Recently the ACLU of Michigan brought together more than 400 lawyers and law students to tackle the monumental—and growing—task of defending civil liberties in the age of Trump.
Held at the University of Michigan Law School in Ann Arbor, the summit gave the attorneys opportunities to share ideas, strategies and stories on topics ranging from immigration to transgender rights to school-to-prison pipeline.
But perhaps more importantly, the event this weekend served as both reminder and reiteration of their commitment to defend the Constitution in the face of a presidency marked by authoritarian pronouncements and disdain for checks and balances.

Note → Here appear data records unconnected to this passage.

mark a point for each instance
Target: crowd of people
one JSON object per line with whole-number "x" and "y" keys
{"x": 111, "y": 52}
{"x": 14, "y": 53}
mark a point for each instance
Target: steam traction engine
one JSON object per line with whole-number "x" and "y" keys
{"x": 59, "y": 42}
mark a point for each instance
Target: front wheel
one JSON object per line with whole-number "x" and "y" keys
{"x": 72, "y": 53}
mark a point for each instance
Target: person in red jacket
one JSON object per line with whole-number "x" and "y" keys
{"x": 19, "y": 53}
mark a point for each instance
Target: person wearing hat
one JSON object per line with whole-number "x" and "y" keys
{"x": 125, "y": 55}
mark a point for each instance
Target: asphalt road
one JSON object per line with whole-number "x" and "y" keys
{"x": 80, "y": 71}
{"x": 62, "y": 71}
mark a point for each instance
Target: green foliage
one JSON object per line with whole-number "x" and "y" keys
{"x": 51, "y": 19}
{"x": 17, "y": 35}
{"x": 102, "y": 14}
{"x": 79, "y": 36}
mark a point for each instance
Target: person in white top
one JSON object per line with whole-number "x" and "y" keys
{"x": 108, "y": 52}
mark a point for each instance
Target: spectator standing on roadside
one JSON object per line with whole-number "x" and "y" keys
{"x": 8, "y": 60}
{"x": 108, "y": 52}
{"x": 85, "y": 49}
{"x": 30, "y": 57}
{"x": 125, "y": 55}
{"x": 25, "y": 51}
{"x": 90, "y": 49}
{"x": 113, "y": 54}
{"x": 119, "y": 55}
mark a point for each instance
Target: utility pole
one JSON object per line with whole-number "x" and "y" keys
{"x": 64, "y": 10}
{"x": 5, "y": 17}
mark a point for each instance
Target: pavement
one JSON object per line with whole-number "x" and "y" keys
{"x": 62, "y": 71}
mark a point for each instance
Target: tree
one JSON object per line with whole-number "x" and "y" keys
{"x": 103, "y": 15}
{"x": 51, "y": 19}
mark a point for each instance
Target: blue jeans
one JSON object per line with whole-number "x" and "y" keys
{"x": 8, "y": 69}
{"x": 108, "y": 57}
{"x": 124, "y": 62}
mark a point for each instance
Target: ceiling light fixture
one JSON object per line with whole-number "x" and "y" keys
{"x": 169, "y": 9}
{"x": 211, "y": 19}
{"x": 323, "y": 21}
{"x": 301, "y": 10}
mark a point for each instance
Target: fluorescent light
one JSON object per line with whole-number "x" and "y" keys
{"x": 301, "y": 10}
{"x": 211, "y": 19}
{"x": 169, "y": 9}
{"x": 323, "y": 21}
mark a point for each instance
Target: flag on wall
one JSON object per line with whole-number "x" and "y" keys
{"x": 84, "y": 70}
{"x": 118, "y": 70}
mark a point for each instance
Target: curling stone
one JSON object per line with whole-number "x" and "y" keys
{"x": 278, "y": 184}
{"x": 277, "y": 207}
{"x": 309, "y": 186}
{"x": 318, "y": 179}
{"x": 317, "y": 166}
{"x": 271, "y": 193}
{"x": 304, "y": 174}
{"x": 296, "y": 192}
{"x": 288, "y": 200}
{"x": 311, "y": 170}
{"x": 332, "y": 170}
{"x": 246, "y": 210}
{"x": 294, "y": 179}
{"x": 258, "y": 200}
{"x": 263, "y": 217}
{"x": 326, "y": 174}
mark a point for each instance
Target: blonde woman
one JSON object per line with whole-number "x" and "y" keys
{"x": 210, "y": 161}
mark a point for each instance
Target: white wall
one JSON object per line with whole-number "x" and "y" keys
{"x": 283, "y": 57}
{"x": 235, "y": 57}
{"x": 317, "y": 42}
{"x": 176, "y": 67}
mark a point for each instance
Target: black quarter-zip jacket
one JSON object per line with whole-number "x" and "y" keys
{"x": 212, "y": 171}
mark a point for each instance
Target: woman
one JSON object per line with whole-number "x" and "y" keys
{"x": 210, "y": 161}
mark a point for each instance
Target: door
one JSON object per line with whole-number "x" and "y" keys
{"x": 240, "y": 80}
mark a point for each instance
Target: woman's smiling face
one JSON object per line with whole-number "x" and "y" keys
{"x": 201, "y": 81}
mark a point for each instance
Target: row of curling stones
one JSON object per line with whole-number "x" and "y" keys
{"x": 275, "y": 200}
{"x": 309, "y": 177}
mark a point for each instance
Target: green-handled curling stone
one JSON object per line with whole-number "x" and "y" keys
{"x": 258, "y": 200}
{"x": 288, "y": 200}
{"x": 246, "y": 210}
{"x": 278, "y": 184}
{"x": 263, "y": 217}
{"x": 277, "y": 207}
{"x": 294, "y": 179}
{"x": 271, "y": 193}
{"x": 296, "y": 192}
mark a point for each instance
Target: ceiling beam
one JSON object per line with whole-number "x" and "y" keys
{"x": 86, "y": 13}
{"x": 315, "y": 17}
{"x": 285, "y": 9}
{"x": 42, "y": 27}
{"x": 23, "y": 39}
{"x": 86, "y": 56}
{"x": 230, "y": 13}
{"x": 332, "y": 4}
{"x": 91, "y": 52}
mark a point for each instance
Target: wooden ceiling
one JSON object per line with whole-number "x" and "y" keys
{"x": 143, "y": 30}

Since the election of Donald Trump, the public’s concern for the protection of civil rights has grown exponentially, hastened along by anxiety over actions such as Trump’s recent Executive Order banning immigrants from seven Muslim-majority countries. As a result, the support for the ACLU has soared to inspiring heights.
In turn, the ACLU has become even more galvanized—with the packed summit serving as proof positive.
“The tremendous energy generated by the summit, and the eagerness of 400 Michigan lawyers and law students to roll up their sleeves to fight back, gives me hope that we'll win,” said ACLU of Michigan Legal Director Michael J. Steinberg shortly after the gathering.
One of the highlights of the summit was the keynote address by ACLU National Legal Director David Cole. Cole reminded, and reassured, those gathered that “if we act, we build hope.”
And act we have. So far, the ACLU has taken President Trump to court in an effort to ensure public access to financial records, to ensure there are no conflicts of interest. We were the first to stand against his “Muslim ban,” going to court 24 hours after his unconstitutional executive order against immigrants and marking a major legal win when the courts suspended his order.
And now, with the summit, we have helped to outfit 400 dedicated social-justice attorneys with a few more tools to resist injustice and defend freedom.
Together with these 400 attorneys we will continue to act and, as David Cole suggests, continue to build hope.